Si la valeur de la lettre est d'importance, celle du donateur, car il s'agit bien là d'un don, ne l'est pas moins. Jean Bonna, Genevoix mais Parisien de cœur, est un grand mécène et un collectionneur érudit. Président de nombreux organismes bancaires, il est aussi un membre actif de nombreuses associations bibliophiliques dont la prestigieuse Société des bibliophiles françois fondée en 1820.
C'est cette passion pour les textes rares et anciens qui l'a mené sur la piste de la fameuse lettre volée de Descartes. Collectionnant depuis longtemps les œuvres de Descartes, Jean Bonna n'a pu résister à la tentation lorsqu'il vit cette lettre durant une vente publique à Berlin en 1998. Devenu l'heureux acquéreur de la pièce, il ne se doutait pas alors qu'elle faisait partie de la série de lettres subtilisées vers 1840 par le Comte Libri, membre de l'Académie des sciences et escroc qui a défrayé la chronique en son temps.
Ce n'est qu'en juin dernier, à l'occasion de la remise à l'Institut de France de la lettre de Descartes au père Mersenne du 27 mai 1641, que les mystérieuses origines de son bien commencèrent à livrer une partie de leur secret. Une fois les expertises effectuées, aucun doute n'était plus possible. Loin de garder ce précieux trésor caché aux yeux de tous, Jean Bonna en fit spontanément don à l'Institut. Son geste aussi généreux que discret aurait sans doute fait la fierté de Descartes dont la devise était « Bene vixit, qui bene latuit » (heureux qui a vécu caché).
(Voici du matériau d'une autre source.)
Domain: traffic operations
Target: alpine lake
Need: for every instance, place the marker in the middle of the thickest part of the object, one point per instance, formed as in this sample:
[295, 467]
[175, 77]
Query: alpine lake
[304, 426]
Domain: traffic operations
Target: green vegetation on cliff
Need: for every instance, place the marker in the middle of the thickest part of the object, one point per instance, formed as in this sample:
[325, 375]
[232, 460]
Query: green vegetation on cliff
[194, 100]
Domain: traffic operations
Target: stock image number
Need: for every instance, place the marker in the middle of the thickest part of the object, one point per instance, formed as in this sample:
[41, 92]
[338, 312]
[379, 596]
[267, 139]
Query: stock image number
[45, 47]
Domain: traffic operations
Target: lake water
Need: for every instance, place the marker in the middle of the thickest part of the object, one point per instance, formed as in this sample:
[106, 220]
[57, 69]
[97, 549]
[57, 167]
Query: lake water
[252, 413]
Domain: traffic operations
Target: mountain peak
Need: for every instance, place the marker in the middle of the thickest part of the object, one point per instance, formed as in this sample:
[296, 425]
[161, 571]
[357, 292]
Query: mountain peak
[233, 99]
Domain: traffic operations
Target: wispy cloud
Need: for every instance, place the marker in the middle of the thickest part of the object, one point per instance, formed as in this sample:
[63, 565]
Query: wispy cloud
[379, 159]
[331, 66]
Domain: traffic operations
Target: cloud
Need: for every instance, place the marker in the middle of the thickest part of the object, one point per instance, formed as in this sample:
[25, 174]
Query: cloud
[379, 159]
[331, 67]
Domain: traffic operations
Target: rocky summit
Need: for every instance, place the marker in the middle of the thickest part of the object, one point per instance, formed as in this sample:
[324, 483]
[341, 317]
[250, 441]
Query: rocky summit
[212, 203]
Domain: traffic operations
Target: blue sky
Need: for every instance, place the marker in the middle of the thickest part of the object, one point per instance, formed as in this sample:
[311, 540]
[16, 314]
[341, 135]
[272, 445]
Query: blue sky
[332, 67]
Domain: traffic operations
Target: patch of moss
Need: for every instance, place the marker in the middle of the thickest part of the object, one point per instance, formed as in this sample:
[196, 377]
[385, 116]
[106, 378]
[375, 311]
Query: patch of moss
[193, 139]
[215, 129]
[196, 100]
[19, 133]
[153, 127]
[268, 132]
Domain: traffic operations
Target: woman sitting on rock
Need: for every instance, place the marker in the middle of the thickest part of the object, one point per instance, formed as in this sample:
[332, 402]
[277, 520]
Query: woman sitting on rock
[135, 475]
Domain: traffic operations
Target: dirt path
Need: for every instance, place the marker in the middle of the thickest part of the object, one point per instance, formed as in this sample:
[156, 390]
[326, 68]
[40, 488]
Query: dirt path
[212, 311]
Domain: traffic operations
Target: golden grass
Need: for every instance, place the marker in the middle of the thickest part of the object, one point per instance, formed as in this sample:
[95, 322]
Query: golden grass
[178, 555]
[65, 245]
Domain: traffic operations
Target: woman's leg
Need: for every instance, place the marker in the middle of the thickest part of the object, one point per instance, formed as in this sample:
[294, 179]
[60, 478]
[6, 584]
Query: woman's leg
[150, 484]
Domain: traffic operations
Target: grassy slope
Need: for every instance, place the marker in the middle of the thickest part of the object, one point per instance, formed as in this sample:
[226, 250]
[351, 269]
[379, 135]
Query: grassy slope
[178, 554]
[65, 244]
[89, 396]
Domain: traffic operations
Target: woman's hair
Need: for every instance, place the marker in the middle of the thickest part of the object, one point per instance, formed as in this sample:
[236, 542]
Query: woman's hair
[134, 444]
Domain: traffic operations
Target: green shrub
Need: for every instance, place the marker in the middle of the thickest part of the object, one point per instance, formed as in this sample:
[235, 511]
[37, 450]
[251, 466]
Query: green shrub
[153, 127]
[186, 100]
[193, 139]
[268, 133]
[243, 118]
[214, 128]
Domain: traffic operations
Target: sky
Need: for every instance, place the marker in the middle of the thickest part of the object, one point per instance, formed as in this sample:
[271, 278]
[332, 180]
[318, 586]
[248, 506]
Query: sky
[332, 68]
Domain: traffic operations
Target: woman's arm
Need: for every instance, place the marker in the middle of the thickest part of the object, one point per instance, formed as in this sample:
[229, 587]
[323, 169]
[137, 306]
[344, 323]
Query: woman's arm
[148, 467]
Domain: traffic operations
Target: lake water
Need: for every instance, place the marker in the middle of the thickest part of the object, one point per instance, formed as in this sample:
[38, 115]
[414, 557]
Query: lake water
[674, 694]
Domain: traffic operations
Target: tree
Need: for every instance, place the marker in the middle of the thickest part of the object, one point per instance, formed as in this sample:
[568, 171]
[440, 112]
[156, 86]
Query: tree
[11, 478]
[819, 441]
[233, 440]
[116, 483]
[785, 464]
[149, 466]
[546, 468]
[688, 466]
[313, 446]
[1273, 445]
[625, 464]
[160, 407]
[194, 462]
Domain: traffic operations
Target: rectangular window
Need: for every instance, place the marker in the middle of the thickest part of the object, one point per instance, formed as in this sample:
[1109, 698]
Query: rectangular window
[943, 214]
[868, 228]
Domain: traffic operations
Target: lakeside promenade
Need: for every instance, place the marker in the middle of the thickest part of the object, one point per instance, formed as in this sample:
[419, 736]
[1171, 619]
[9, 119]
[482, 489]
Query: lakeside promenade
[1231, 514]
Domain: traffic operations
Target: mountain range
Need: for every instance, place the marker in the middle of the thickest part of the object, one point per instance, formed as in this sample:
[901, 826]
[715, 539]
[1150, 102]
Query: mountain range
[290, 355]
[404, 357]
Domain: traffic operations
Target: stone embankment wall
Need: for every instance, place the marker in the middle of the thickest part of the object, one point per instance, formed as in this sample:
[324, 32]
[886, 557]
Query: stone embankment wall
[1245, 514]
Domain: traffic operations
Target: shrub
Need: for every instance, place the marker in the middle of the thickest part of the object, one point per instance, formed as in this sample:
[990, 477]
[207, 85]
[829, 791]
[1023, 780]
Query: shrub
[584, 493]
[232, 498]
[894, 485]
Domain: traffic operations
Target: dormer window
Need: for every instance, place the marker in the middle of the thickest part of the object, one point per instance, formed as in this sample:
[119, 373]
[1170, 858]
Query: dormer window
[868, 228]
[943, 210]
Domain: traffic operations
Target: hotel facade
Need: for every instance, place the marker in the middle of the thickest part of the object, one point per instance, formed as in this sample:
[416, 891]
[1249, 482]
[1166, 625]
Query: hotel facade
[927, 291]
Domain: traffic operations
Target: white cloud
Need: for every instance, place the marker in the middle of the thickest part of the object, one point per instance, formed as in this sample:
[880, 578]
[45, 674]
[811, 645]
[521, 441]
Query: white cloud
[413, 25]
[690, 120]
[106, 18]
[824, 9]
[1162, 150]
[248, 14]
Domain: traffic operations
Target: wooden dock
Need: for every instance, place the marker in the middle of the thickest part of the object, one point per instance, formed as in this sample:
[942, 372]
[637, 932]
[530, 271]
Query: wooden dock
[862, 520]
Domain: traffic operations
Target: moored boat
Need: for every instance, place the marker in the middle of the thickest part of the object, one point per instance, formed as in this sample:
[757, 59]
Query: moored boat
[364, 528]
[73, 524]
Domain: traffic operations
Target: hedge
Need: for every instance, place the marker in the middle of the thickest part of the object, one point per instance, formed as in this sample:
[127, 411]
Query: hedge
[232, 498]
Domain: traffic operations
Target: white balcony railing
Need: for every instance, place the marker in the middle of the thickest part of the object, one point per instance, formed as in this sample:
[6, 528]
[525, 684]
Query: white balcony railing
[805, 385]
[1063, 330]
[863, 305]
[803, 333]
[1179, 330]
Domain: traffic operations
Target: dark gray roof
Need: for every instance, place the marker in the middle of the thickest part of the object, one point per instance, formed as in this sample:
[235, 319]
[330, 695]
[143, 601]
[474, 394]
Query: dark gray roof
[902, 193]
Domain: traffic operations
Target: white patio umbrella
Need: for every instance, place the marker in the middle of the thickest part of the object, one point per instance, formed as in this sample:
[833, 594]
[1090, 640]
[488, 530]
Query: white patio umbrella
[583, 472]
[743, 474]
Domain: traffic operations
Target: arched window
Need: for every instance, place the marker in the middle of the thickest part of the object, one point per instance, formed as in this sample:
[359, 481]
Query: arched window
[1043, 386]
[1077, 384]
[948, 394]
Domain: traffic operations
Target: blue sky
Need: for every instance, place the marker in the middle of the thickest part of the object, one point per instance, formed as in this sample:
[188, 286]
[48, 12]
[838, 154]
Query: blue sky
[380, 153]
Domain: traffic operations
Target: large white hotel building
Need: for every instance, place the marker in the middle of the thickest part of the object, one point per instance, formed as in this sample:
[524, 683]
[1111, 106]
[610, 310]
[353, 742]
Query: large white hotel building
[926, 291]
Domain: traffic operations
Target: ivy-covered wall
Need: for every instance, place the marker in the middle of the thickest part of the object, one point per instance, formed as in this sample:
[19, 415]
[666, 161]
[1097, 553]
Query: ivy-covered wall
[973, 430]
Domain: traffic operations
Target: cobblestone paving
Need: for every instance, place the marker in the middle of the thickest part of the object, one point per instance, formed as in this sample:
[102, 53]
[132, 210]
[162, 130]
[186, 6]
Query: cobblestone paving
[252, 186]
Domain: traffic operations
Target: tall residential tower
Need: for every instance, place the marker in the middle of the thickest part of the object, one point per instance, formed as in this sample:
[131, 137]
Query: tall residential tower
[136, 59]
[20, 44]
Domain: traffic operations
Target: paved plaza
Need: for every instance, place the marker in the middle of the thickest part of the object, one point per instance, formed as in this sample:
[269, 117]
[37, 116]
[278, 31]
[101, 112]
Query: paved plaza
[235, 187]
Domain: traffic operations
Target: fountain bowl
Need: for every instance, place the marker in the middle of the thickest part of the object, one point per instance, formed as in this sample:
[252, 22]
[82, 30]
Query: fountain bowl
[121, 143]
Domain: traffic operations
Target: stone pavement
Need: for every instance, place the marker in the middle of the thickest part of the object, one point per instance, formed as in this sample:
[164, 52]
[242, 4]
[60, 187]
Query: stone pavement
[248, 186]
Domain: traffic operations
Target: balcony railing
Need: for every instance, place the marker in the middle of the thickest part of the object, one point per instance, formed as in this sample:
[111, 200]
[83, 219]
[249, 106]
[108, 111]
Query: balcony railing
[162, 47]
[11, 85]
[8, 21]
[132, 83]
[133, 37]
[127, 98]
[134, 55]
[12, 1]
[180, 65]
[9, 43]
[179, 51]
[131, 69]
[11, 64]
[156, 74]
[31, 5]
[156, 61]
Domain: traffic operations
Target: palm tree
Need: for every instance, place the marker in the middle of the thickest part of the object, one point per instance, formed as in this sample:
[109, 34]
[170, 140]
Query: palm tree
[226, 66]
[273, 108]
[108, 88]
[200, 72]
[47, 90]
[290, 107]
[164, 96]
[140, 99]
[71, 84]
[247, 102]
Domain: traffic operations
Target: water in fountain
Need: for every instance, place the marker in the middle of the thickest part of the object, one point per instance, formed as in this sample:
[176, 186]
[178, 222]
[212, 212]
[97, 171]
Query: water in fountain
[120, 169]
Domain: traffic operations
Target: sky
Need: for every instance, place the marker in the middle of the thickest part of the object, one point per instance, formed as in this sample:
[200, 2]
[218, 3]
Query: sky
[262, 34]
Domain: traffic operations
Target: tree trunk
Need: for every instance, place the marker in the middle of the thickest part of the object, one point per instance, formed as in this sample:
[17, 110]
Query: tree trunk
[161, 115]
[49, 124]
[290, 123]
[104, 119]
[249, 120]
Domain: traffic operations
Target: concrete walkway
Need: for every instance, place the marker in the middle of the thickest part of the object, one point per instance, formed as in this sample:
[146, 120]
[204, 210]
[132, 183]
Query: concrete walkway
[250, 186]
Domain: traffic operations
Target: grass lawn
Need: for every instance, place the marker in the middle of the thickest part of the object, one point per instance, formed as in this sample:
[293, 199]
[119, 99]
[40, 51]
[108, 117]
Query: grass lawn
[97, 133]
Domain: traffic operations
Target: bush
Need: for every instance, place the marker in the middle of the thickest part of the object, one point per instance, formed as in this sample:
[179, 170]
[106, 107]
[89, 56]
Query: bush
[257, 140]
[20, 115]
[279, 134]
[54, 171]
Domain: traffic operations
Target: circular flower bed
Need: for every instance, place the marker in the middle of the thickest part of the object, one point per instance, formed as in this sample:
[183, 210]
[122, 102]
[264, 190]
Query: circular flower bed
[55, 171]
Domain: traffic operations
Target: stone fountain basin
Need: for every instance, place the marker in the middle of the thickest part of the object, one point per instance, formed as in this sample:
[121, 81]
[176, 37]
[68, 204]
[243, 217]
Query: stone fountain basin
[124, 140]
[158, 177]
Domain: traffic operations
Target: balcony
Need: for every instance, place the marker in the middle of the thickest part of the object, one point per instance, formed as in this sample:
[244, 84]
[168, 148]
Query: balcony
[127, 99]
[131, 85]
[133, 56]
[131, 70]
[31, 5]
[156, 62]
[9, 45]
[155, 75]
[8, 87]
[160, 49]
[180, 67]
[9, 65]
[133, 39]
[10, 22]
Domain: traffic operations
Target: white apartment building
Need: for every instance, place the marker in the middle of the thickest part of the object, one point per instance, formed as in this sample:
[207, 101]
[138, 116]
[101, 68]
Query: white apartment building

Les remerciements émus de Gabriel de Broglie à son confrère ont été suivis de l'intervention d'Hélène Carrère d'Encausse, apportant plus de précisions sur le mystère des vols perpétrés par le Comte Libri.

le comte Libri

Guglielmo Brutus Icilius Timeleone Libri-Carucci dalla Sommaja (1803-1869), plus communément nommé Comte Libri, fut membre de l’académie des sciences et titulaire de la chaire de mathématiques au Collège de France. Scientifique et bibliophile, il profita de son poste de secrétaire de la commission du catalogue général des manuscrits et des bibliothèques de France (auquel il accéda en 1841 pour son érudition considérable) pour dérober ou mutiler un nombre considérable d'œuvres, parmi lesquelles 72 des 75 lettres de Descartes archivées à la bibliothèque de l'Institut, dont cette réponse aux objections d'Hobbes concernant sa Dioptrique. Ce criminel de l'esprit se servait de sa fonction pour entrer dans les archives des bibliothèques françaises vêtu d'une cape ample qui, sous couvert de protéger du froid sa santé fragile, lui permettait de dérober aisément de précieux manuscrits. Lorsque la supercherie fut découverte, le Comte Libri avait déjà traversé la Manche pour se livrer à des activités de recel, dilapidant ainsi l'héritage des lettres française.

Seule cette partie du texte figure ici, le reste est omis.